Rentrée scolaire : les cours de Tostan reprennent avec la fin de la saison des pluies

Aminata, 15 ans, vit avec sa famille à Jendeh, une localité de la région de l'Upper River (URR) en Gambie. Sa communauté a lancé le Programme d'autonomisation communautaire (CEP) de Tostan, d'une durée de trois ans, au printemps 2011. La saison des pluies étant terminée, Aminata a hâte de reprendre les cours de Tostan : « Juste avant la fermeture des centres pour la saison des pluies, nous menions une campagne de sensibilisation surles mutilations génitales féminines (MGF) et les mariages précoces ou forcés. Nous nous préparons tous à déclarer publiquement que nous renonçons à ces pratiques. »

Aminata, qui avait précédemment confié avoir hésité à rejoindre les cours de Tostan car elle avait entendu dire qu’ils portaient exclusivement sur les mutilations génitales féminines (MGF), explique : « J’ai constaté que Tostan ne se concentrait pas uniquement sur les MGF. J’ai appris beaucoup de choses qui n’ont aucun rapport avec les MGF. » Le programme global de Tostan aborde des thèmes tels que les droits de l’homme, la démocratie, la santé, l’hygiène, la résolution de problèmes, l’alphabétisation, les mathématiques et la gestion de projet.

Dans les cours dispensés par Tostan, Aminata a été informée de la pratique des mutilations génitales féminines (MGF) dans un cadre qui lui a permis d’analyser l’impact que ces pratiques, ainsi que les mariages précoces ou forcés, ont sur la santé et les droits humains des femmes et des filles ; elle a été encouragée à se forger sa propre opinion. Aminata déclare : « Je ne pense pas que les pratiques des MGF ou des mariages précoces ou forcés soient une bonne chose, car on ne devrait pas imposer quoi que ce soit aux gens, et il s’agit là d’une pratique imposée.»

Cette année, Aminata entrera en 6e année à l’école coranique. Elle aspire à poursuivre ses études et à trouver un emploi.

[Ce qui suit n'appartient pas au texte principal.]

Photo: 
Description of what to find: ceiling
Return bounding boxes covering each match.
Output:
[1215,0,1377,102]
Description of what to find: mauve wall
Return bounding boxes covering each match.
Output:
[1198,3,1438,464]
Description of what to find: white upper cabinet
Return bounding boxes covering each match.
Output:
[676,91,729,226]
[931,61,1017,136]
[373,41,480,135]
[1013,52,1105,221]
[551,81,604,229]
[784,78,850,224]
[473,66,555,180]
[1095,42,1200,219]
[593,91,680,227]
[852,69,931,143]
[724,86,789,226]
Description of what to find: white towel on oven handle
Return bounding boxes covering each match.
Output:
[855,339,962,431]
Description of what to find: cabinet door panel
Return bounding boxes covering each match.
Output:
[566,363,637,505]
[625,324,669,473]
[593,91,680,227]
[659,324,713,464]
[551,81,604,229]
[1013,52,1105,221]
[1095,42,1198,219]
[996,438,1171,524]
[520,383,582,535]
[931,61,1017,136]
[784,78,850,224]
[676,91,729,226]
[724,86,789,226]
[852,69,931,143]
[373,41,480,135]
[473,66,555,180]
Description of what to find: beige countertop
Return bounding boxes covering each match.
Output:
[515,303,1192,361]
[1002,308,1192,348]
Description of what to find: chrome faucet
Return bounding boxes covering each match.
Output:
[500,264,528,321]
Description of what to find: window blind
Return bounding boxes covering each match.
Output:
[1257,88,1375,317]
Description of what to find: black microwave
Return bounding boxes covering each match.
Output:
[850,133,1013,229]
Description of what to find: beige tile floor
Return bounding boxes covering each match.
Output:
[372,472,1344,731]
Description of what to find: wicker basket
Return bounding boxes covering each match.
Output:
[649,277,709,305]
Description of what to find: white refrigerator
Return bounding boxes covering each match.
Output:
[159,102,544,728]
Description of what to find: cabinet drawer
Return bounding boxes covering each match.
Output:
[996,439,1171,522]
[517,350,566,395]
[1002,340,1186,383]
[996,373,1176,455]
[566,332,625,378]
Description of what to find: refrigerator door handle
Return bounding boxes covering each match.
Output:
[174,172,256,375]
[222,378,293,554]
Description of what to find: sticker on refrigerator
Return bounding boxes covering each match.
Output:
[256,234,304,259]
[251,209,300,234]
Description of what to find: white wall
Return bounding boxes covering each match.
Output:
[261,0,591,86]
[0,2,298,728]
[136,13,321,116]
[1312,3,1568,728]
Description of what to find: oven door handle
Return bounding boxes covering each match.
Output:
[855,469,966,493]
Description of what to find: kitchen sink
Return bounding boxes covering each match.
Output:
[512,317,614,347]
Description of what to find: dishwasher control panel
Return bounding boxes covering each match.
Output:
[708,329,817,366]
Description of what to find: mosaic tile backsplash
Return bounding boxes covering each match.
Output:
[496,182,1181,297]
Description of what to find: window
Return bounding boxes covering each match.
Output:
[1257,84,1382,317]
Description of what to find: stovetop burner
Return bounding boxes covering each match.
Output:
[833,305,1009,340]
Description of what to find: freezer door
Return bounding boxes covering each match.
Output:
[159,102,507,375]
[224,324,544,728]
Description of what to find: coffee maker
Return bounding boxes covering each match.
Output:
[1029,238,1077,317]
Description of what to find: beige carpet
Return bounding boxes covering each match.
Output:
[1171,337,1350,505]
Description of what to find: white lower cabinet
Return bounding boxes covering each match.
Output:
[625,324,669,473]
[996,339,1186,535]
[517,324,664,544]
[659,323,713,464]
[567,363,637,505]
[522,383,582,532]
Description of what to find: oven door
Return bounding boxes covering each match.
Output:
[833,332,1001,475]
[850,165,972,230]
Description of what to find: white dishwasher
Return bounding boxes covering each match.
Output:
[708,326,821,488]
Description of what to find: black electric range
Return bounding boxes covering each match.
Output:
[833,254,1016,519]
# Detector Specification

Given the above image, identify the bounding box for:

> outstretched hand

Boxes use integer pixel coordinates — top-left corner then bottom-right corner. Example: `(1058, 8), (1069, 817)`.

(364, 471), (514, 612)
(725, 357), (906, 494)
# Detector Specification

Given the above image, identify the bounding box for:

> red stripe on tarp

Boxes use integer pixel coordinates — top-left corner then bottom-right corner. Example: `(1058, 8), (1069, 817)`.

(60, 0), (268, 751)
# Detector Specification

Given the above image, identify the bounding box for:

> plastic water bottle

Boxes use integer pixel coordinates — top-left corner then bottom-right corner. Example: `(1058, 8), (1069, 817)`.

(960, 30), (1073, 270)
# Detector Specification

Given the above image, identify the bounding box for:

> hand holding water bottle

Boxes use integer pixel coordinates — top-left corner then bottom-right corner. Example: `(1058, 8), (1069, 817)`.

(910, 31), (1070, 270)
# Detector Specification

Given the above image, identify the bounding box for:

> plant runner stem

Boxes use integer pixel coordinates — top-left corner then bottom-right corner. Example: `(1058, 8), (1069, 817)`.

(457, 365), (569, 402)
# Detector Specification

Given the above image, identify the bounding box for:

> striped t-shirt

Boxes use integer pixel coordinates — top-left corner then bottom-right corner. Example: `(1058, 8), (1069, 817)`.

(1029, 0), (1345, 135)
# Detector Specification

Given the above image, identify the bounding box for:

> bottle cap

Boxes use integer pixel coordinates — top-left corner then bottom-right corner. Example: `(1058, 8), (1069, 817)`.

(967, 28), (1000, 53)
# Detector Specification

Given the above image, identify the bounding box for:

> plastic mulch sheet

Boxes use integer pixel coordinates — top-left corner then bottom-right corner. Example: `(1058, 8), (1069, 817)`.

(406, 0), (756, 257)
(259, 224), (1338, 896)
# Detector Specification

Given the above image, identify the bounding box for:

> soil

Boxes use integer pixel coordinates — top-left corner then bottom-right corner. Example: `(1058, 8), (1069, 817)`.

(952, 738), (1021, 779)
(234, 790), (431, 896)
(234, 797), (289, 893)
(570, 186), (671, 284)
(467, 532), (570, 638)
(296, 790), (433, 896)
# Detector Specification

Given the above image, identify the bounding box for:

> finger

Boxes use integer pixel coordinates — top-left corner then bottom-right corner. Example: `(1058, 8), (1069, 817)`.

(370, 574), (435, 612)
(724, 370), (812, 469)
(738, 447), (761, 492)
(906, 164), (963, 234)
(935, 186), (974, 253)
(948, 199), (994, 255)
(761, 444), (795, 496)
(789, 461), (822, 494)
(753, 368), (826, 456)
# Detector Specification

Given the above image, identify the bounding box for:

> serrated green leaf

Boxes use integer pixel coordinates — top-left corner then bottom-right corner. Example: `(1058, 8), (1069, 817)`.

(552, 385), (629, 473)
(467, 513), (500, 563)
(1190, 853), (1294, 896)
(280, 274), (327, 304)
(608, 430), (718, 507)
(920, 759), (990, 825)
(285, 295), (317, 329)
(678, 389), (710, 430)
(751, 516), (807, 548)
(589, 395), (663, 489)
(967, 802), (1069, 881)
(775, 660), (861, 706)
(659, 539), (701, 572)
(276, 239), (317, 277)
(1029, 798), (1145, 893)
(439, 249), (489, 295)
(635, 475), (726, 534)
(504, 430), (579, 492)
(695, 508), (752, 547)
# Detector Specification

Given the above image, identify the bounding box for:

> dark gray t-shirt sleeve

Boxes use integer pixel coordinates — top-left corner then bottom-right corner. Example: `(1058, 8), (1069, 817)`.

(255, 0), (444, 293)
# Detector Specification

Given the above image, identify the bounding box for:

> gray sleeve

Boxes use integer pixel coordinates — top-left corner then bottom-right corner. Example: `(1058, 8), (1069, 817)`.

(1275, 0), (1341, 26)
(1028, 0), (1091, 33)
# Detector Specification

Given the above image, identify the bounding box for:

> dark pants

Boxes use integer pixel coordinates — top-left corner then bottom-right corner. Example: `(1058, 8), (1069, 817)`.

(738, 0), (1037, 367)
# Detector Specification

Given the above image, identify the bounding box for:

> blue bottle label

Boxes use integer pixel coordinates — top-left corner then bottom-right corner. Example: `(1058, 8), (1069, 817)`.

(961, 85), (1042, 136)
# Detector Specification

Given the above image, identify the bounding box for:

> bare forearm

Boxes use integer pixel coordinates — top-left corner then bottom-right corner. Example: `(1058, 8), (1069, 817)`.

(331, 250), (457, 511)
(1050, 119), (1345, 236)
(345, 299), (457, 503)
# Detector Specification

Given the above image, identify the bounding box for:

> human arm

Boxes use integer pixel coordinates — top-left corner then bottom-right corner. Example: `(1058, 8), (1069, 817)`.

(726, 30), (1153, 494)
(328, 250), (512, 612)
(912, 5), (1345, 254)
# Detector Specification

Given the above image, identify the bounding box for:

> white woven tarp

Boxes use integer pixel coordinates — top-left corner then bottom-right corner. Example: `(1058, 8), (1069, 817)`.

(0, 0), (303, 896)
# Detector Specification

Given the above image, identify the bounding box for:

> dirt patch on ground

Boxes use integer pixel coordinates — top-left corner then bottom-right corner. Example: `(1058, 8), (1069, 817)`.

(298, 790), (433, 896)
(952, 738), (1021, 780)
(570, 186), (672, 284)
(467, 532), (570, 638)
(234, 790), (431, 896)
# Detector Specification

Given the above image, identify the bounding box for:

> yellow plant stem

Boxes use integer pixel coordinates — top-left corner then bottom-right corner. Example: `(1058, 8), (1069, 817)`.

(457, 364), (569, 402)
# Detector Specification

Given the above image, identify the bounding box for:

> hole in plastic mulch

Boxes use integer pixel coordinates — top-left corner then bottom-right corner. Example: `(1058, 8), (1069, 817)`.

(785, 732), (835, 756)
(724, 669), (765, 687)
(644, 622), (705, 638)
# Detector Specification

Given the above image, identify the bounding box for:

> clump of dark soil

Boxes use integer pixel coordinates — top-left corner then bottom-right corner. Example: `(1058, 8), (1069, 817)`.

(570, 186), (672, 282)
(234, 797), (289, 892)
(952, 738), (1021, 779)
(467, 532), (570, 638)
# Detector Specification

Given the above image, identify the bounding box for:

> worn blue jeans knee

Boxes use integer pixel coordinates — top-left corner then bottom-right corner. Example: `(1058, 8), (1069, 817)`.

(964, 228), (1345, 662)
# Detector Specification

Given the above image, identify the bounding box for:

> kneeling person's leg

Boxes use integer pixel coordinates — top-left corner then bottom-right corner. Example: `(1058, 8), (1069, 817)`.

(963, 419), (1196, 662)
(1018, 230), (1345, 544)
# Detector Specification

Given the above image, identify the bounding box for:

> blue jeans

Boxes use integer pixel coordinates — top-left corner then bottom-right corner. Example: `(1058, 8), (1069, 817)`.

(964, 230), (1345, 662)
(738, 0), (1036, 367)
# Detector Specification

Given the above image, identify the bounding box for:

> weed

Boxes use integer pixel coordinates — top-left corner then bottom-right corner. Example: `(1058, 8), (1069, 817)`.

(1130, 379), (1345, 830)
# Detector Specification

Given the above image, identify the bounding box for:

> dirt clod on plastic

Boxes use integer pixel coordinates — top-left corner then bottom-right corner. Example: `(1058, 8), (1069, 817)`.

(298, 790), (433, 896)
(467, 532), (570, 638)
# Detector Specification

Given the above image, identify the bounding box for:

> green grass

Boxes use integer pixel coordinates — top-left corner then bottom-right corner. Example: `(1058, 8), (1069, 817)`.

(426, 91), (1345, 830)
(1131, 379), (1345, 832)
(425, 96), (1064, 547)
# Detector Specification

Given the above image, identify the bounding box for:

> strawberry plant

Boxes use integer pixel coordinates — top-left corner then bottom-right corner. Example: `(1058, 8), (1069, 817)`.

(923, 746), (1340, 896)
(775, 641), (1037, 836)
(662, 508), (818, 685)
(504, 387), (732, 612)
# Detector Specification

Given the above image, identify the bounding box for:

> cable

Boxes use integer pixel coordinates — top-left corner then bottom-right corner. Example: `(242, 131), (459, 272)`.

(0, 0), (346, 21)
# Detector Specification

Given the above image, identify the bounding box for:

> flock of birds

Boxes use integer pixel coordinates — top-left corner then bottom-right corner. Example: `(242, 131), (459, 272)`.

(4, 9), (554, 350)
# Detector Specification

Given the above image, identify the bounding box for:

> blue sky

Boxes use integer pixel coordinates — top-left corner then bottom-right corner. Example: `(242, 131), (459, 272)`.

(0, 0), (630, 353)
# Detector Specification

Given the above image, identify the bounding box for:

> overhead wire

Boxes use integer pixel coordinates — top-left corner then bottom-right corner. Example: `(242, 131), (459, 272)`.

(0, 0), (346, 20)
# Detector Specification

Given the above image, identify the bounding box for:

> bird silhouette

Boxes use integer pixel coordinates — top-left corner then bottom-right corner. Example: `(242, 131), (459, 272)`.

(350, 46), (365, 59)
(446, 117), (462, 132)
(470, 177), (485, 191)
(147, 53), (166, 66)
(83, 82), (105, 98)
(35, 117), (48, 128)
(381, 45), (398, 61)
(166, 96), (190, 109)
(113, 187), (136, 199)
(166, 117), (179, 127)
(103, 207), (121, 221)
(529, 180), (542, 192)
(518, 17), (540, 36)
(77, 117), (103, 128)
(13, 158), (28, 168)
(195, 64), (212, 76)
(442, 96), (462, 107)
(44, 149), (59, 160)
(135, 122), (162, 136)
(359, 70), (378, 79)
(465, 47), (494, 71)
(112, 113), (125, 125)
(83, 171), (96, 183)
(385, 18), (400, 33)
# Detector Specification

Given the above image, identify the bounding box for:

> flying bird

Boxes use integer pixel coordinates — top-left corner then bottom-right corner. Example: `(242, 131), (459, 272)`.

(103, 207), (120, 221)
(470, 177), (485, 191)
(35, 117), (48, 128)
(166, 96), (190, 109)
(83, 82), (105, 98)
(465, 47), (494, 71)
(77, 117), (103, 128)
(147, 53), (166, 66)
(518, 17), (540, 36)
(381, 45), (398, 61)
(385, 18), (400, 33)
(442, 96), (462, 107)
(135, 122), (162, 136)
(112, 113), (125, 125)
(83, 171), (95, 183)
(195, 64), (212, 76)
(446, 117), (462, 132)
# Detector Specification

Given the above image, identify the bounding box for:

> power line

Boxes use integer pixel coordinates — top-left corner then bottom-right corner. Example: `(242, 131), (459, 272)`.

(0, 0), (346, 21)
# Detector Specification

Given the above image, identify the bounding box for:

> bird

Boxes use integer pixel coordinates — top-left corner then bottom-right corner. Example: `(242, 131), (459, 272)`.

L’année dernière, Aminata avait l’intention de devenir enseignante coranique, mais elle a depuis changé d’avis : « J’aimerais être infirmière. Cela me permettra de prendre soin des autres. » L’engagement d’Aminata envers ses études reste inébranlable : « Pour devenir infirmière, je dois me concentrer tout particulièrement sur l’anglais et les sciences. Nous apprenons ces matières désormais, même à l’école coranique. » Afin d’offrir aux élèves des écoles coraniques les mêmes opportunités qu’aux élèves des écoles anglophones, le gouvernement gambien a mis en place un nouveau programme scolaire intégrant l’anglais et d’autres matières fondamentales dans l’enseignement coranique.

De plus, Aminata a hâte d'acquérir les précieuses compétences que sont la lecture et l'écriture en mandinka, sa langue maternelle, lors des prochaines séances de cours organisées par Tostan : « Je vais apprendre à lire et à écrire, et cela m'aidera à travailler ici, à Jendeh, au service de mon peuple. »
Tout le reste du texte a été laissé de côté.